Koncert odbył się bez udziału publiczności, ale jego bezpośrednią transmisję można było oglądać w internecie.
– Nasza orkiestra koncertowała już w Sali Filharmonii Narodowej w Warszawie, w Sali Kongresowej Pałacu Kultury i Nauki, a ostatnio na Zamku Królewskim – mówi Jan Miłosz Zarzycki, dyrektor łomżyńskiej filharmonii. – Tym razem mieliśmy okazję zagrać w innym, bardzo ważnym muzycznym miejscu, w Studiu Koncertowym S1 Polskiego Radia. To dla nas wielkie wydarzenie i zaszczyt, tym większy, że wystąpiliśmy w ramach bardzo prestiżowego festiwalu Warszawskie Spotkania Muzyczne – podkreśla dyrektor filharmonii Jan Miłosz Zarzycki.

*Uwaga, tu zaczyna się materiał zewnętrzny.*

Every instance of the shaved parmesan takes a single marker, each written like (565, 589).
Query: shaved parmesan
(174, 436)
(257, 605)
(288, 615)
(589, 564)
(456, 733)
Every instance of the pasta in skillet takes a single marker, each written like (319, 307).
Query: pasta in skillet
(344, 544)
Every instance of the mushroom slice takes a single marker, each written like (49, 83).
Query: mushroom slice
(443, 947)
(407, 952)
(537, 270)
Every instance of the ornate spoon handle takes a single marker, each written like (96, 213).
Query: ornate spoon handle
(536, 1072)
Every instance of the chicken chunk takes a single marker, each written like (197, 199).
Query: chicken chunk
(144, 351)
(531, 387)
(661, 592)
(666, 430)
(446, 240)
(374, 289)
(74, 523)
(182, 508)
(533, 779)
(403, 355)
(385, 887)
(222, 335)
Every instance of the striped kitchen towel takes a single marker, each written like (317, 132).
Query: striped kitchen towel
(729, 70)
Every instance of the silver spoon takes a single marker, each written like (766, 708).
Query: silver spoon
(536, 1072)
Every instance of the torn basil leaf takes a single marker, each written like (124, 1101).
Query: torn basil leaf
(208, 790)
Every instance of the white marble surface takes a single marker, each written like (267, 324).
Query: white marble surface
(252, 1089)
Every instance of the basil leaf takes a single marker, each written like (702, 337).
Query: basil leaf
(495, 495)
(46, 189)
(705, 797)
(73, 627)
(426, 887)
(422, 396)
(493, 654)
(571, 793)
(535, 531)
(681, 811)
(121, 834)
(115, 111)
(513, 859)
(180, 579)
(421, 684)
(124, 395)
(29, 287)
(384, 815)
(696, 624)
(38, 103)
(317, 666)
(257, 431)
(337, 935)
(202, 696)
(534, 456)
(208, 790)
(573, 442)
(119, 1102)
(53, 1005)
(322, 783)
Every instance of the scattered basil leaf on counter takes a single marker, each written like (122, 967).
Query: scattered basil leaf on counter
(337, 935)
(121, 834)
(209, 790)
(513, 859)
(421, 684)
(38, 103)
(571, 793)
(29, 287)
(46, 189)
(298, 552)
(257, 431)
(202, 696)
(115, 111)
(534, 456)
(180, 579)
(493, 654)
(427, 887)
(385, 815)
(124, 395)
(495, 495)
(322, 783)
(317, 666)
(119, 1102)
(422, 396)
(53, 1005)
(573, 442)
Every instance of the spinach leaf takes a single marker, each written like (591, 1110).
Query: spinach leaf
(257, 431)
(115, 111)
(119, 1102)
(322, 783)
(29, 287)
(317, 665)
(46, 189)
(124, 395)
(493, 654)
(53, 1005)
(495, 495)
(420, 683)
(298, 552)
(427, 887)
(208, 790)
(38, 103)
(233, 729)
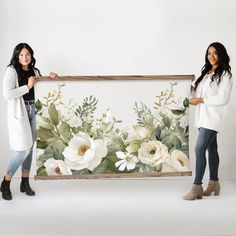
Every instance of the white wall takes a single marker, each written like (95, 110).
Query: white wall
(121, 37)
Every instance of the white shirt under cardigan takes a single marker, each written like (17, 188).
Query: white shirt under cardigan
(211, 113)
(20, 135)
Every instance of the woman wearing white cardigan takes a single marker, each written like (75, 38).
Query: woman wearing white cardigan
(210, 95)
(18, 89)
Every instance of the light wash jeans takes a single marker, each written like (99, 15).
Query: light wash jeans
(24, 158)
(206, 141)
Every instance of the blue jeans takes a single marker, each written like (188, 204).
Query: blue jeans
(24, 158)
(206, 141)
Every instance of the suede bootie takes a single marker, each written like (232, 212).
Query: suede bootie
(195, 193)
(25, 187)
(212, 187)
(5, 189)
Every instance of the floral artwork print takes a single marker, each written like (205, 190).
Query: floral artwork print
(71, 140)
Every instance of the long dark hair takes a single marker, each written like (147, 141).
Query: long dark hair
(15, 58)
(223, 64)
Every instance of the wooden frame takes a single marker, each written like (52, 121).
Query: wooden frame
(77, 137)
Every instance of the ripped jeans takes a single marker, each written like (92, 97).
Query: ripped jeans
(24, 158)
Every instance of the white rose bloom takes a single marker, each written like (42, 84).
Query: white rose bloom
(127, 161)
(179, 160)
(56, 167)
(42, 122)
(84, 152)
(153, 153)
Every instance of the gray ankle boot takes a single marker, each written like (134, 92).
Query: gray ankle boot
(196, 192)
(212, 187)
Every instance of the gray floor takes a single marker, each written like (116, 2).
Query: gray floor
(118, 207)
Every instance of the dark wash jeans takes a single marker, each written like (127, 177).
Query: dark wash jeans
(206, 141)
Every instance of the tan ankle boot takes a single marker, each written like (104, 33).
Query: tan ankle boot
(196, 192)
(213, 187)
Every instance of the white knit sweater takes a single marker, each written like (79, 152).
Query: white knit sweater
(212, 112)
(20, 135)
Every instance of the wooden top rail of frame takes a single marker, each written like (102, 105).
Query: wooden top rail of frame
(119, 77)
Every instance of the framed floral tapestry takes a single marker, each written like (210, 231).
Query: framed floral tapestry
(112, 126)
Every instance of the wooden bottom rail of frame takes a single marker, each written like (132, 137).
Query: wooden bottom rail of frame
(114, 176)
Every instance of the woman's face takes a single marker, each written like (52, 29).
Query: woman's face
(213, 56)
(24, 58)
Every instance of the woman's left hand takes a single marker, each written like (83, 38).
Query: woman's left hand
(52, 75)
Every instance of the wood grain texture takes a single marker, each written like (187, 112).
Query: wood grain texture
(120, 77)
(109, 176)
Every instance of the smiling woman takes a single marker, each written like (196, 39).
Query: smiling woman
(113, 132)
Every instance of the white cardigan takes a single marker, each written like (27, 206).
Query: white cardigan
(20, 135)
(211, 113)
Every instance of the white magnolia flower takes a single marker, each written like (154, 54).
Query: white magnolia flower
(84, 152)
(128, 161)
(56, 167)
(70, 116)
(152, 153)
(133, 147)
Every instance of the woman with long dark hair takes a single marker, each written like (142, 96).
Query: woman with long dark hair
(18, 89)
(210, 95)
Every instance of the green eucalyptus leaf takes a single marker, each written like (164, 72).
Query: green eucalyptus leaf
(53, 114)
(101, 167)
(42, 144)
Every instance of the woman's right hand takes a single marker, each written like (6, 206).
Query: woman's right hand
(31, 81)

Jak relacjonuje Mateusz Goc koncert rozpoczęło prawykonanie orkiestrowej wersji utworu Jesienna opowieść Władysława Słowińskiego, kompozytora, który był twórcą Warszawskich Spotkań Muzycznych. Następnie zabrzmiał Koncert na fortepian na 4 ręce i orkiestrę smyczkową „Rains" autorstwa Edwarda Sielickiego, w którym partie solowe wykonał znakomity duet fortepianowy Sikora Piano Duo: Marta Wójcik-Sikora i Jakub Sikora. Utworem wieńczącym koncert, jak i cały festiwal było Narew Concerto Sławomira Czarneckiego, który został napisany specjalnie dla Filharmonii Kameralnej w Łomży i który znalazł się na ostatniej płycie orkiestry Opus dedicatum.
Na koncercie w roli prelegentów wystąpili twórcy dwóch spośród prezentowanych dzieł: Edward Sielicki i Sławomir Czarnecki, którzy podkreślali kunszt i maestrię wykonania swoich utworów przez Filharmonię Kameralną im. Witolda Lutosławskiego w Łomży.
– Można powiedzieć, że ten dzień był historycznym dniem dla naszej orkiestry – podsumowuje Jan Miłosz Zarzycki.